|How to find the source of a boot leak|
There are several ways, unfortunately, that water can enter the boot space on the MGF, and these are delt with in turn:
- Water ingress past the rear lamp cluster gaskets
- Water seapage through panel seams
- Water leaking in through the bootlid itself
- Water entry via the engine bay bulkhead (car parked nose-down on slope)
To determine which of the above is the cause of water entry into your car's boot will take some detective work. There are two ways to achieve this:
1. Remove the boot carpet.
|Fortunately, it is a pretty easy task to remove the boot carpet, with
three push fit fasteners against the fire wall of the boot. Then all is needed is a firm
hand to pull some of the carpet away from the bonnet release handle. Once the whole
moulded carpet section and soundproofing is removed it can be taken into a warm, dry area
for the dampness to evaporate away.
Wipe dry the painted metal in the boot, shut the lid and then sit back and wait for it to rain. (Another option before waiting for rain is to sprinkle a fine layer of talc over the metal work so that when water enters, it is clear to see where the water entered, and where it runs to.) Or, if you can't wait for the rain, point a hose pipe over the boot lid to simulate a typical British "summer's day." The boot lid can then be opened and a thorough investigation for water ingress made.
2. Leave the carpet in place, but leave some blotting paper, or similar in place.
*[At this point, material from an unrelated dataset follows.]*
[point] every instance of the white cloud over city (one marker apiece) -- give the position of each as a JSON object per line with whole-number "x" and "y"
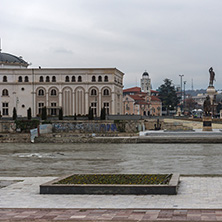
{"x": 165, "y": 37}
|The idea here is to have some way of 'reporting' where the water is entering the boot first (as all water tends towards the lowest point in the boot - which is that central, rectangular depression). Just cover the boot floor with the paper, and wait for the worst the British weather can through at it. Then look at where the paper has become damp.|
Knowing where the water is entering the boot should give you a very good clue as to where the water is entering the boot. If in the rear most corners, then this suggests failure of the rear light cluster gaskets. If further forward, towards the edges of the boot, then this suggests water ingress through the panel seams. If more central, then water may be entering through the bootlid itself. If from the front firewall, then the water is likely to be entering via the bulkhead.